Roscioli is a multi-functional spot; restaurant, delicatessen, and wine bar all at the same time. This popular eatery requires a reservation and we witnessed numerous people being turned away for lack of one. The delicatessen is situated right when you enter the establishment, with the main restaurant area situated towards the back and downstairs, except over course for, what I'll call the over-flow tables which line the delicatessen area include the counter where people order the cheeses and meats over those eating dinner. Thankfully our table was situated on the other side beside their wall of wine. We tried and shared a variety of dishes from an expansive menu. The La Burrata Pugliese con Pomodorini featured some of the freshest and best tasting burrata cheese I have ever eaten and with the sun-dried cherry tomatoes provided a great twist to what is in my mind a fairly traditional Italian starter dish (the caprese salad). This was accompanied by traditional meatballs, Polpette Della Tradition Roma, with chestnut polenta squares. At this point both of us were starting to feel full, but our main pasta dishes were still to come. I opted for the Roman classic, Gnocco Con Patate di Avezzano "Cacio e Pepe" (after trying Cacio e Pepe a few days earlier, how could I resist a different version of such goodness?) while Z chose another Roman classic, La Carbonara with crispy cheek pork. By the time we both finished our plates, we were so full that we couldn't even fathom trying their desserts, which was a shame because they all sounded decadent.

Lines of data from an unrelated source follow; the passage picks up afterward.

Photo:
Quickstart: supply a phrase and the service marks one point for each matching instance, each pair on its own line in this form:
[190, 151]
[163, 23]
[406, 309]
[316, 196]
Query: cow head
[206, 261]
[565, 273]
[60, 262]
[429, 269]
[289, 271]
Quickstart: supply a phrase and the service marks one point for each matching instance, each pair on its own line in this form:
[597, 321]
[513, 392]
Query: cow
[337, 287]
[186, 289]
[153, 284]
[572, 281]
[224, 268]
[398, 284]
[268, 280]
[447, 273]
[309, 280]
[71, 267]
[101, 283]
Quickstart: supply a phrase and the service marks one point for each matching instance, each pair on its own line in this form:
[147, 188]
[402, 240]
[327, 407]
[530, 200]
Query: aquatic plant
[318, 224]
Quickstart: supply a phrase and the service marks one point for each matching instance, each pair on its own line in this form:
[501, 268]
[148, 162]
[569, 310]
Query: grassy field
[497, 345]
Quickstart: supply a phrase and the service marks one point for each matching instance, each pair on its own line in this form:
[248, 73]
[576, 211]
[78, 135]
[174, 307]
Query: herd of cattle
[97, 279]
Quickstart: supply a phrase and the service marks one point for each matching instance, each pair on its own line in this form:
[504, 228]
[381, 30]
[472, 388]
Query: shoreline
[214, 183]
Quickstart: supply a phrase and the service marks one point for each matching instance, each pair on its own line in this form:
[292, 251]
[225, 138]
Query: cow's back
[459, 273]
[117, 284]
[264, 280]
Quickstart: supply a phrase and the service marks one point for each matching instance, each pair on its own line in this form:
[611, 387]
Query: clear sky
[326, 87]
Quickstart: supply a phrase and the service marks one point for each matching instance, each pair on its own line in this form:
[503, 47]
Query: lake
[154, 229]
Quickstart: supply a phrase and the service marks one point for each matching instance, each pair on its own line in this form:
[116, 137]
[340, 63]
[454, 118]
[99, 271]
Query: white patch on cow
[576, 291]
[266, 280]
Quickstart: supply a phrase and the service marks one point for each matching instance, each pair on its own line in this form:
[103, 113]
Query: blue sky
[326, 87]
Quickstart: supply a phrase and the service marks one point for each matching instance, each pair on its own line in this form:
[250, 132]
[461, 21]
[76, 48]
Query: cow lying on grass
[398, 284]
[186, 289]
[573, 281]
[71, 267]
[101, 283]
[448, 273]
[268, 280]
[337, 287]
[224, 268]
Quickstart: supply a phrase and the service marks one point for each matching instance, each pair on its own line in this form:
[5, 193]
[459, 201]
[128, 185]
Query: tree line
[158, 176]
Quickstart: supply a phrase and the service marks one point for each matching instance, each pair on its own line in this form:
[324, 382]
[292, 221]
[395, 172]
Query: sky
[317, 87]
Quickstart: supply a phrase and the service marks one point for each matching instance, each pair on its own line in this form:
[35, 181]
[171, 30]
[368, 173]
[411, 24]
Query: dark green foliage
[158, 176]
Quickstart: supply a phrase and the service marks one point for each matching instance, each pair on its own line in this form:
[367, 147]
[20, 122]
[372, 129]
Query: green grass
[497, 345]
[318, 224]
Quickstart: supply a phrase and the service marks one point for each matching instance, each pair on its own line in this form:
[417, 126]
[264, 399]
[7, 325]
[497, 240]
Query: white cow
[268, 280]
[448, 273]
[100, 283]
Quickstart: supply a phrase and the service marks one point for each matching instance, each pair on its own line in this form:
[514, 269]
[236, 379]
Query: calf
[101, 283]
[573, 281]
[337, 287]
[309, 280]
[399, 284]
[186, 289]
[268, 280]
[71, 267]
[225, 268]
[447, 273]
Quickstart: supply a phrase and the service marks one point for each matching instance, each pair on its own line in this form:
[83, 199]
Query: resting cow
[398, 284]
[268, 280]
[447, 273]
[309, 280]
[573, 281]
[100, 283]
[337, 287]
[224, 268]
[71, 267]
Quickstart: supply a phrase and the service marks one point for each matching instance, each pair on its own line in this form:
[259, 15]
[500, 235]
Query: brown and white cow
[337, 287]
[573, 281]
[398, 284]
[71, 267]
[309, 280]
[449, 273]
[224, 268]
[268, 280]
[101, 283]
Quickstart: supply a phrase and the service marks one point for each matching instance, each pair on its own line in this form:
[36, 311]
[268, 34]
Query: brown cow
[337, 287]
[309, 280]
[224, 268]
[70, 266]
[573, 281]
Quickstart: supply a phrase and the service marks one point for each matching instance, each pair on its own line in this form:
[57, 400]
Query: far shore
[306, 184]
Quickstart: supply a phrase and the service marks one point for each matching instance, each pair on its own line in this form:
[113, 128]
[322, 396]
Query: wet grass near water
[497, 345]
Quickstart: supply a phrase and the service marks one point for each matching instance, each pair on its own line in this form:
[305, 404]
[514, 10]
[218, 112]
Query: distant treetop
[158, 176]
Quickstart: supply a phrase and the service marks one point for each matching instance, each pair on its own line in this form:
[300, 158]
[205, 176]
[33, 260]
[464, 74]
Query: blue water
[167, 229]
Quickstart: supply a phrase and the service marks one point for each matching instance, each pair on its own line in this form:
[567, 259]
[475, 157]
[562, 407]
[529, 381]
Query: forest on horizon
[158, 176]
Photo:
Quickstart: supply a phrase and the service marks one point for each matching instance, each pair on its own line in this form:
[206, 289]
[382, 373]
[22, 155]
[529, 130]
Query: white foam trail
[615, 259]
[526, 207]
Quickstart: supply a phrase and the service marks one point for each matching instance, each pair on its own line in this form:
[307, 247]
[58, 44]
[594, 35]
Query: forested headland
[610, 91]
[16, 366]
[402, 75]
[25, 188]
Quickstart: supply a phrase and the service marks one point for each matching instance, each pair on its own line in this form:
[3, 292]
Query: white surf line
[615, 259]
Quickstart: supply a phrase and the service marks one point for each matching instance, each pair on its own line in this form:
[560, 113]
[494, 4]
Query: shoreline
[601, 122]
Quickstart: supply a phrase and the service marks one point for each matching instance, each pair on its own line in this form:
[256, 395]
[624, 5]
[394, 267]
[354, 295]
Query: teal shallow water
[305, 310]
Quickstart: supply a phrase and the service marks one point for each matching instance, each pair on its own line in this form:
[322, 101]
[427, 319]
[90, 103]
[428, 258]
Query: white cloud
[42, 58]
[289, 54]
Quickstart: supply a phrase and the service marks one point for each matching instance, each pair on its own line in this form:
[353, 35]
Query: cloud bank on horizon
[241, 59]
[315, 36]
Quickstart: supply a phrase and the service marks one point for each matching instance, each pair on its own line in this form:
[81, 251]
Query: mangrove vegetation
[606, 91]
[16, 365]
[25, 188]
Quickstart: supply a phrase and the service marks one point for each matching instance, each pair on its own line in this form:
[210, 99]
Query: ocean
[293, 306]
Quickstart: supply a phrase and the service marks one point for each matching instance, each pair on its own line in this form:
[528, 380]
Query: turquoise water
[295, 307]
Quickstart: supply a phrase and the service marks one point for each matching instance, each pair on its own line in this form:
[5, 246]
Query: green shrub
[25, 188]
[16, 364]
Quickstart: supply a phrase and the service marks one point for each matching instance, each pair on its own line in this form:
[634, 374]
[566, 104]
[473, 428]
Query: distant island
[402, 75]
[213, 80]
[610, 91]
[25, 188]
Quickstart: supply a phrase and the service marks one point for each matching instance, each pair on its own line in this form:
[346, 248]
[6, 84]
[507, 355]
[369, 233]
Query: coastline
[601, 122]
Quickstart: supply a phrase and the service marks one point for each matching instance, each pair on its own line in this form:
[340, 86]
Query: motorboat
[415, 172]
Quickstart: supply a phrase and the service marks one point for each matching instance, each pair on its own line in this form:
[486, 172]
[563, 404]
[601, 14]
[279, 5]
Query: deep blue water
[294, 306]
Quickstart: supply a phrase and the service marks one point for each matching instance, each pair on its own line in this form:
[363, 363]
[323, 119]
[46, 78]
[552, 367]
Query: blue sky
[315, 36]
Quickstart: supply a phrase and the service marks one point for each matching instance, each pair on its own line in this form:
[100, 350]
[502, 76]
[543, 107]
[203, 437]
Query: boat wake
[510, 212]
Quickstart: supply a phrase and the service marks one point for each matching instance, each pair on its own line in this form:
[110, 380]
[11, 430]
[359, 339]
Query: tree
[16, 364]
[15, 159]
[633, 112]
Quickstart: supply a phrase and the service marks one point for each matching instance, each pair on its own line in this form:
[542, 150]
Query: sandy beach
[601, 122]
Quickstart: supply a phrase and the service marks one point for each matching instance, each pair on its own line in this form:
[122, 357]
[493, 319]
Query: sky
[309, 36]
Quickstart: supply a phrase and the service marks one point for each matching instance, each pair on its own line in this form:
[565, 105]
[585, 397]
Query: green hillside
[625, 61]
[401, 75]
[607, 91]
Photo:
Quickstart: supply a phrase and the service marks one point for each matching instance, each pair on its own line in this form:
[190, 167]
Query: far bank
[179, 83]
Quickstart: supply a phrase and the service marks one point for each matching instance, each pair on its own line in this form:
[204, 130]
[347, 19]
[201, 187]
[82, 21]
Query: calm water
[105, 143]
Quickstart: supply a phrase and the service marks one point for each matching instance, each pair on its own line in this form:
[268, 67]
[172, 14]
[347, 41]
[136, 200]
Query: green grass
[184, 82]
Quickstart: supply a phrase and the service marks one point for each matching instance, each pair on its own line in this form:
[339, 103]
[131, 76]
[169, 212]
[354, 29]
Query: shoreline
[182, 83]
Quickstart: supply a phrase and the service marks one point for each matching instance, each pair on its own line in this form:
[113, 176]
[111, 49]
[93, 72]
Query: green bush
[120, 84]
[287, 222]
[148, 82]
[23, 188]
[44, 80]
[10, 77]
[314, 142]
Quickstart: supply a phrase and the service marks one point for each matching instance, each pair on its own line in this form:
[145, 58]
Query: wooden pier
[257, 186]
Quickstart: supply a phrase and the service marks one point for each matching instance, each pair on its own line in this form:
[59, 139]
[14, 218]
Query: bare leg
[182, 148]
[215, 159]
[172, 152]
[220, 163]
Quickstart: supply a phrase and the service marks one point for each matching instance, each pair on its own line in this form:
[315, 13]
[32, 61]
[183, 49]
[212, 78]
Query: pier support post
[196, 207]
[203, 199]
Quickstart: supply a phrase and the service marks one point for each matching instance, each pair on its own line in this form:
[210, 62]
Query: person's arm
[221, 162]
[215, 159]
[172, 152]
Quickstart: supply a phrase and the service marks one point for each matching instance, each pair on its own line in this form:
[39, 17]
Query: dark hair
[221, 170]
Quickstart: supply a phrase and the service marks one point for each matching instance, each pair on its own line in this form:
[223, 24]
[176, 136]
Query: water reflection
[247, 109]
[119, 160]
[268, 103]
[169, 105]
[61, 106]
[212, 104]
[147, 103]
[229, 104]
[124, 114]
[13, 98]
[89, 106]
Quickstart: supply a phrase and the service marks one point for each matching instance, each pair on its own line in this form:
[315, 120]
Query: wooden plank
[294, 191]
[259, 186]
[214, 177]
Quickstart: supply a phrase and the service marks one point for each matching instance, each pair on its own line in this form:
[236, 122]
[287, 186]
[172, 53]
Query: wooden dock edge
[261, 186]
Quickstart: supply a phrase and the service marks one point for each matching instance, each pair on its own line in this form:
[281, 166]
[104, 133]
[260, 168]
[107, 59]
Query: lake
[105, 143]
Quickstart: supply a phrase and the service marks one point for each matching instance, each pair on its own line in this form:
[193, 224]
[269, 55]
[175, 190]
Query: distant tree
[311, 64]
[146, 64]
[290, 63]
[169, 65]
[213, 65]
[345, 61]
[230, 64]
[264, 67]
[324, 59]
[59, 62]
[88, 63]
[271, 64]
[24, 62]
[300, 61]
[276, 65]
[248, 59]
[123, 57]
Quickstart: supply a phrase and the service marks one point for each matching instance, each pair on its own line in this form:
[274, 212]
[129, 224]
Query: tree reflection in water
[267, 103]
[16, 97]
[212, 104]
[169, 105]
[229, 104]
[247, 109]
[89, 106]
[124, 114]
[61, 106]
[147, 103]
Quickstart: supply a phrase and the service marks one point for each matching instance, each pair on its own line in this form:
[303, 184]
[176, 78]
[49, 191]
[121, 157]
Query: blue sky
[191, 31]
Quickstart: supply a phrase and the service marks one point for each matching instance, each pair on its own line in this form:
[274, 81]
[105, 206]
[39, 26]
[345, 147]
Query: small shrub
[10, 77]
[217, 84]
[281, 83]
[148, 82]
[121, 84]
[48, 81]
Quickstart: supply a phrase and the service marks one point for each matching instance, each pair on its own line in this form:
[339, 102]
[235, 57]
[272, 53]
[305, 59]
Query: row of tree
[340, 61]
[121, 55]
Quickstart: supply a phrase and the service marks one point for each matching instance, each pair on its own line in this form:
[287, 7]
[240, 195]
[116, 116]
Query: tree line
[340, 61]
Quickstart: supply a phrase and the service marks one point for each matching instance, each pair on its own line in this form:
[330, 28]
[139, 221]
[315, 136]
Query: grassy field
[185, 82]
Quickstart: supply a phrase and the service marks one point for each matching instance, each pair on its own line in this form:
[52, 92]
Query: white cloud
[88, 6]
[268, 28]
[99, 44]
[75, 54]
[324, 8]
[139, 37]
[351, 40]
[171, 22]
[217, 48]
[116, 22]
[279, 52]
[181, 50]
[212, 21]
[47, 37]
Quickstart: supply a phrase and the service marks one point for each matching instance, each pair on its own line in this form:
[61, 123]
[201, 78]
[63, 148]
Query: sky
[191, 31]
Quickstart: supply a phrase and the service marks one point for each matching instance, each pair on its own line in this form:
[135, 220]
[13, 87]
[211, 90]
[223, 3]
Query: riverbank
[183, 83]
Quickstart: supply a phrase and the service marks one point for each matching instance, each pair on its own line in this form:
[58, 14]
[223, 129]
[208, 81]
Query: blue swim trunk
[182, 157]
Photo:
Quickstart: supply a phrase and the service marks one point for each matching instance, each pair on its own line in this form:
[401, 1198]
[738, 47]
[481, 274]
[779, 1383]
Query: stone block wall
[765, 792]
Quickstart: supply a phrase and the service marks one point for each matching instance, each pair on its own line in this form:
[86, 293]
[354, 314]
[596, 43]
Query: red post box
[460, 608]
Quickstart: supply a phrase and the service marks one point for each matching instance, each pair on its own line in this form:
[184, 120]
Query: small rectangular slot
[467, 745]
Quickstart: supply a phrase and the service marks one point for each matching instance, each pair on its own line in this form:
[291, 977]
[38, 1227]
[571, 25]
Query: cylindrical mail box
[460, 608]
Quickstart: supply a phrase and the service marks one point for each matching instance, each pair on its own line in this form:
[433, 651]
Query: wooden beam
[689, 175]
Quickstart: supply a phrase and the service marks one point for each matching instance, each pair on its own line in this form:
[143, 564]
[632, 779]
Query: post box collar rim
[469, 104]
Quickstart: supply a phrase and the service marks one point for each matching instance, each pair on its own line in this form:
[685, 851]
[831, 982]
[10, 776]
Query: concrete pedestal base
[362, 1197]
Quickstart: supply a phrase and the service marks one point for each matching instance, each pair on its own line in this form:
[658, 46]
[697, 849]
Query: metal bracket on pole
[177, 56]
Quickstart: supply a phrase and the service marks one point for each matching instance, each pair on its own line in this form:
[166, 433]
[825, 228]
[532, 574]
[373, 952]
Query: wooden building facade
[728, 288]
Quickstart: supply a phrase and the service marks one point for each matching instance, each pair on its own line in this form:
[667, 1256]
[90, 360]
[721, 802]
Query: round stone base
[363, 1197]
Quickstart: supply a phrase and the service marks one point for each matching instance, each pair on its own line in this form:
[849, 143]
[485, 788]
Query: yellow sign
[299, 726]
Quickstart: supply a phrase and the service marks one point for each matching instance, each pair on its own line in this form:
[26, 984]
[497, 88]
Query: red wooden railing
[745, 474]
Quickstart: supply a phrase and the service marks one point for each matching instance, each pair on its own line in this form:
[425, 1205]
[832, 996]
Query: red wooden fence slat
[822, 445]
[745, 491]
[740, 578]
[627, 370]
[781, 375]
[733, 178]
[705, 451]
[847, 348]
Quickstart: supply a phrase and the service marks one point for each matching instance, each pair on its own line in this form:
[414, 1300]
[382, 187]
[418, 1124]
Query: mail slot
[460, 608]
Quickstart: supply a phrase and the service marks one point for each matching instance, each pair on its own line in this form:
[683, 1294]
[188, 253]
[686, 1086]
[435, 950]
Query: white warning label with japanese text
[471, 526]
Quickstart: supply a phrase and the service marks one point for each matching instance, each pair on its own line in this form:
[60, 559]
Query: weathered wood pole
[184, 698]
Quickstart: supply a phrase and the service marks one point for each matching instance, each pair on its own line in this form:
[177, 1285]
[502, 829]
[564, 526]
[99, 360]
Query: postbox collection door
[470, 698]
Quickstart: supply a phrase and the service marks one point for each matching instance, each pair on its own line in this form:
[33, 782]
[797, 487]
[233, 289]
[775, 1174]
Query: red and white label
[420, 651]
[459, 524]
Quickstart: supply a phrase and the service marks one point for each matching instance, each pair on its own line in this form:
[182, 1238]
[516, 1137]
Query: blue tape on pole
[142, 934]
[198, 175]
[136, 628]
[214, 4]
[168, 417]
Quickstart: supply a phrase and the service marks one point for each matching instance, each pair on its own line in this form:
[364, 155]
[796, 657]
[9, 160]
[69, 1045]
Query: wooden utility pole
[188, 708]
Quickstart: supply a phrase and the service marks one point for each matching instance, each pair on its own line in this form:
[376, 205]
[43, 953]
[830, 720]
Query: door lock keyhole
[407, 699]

All three of these incredible restaurants were somewhat off the beaten track, whereas the one restaurant I found was right in the heart of the tourist area by the Trevi fountain, called That's Amore - can you get any more Italian with the name? It seemed like all restaurants during this time of the year a reservation was a must or face being turned away of waiting a really long time during peak supper time. As you would expect, we ate pasta for supper this time around again. Z indulged in the very tasty Grandma's lasagna while I indulged on a good old fashion plate of fettuccine al pesto genovese.
Needless to say, we over indulged in food and add in a couple orders or gelato and we probably gained several pounds despite the amount of walking every day. We also discovered towards the end of our trip that leaving the city centre and heading into the "locals" neighbourhoods, you'll find just as great tasting food and cappuccinos at two-thirds the cost.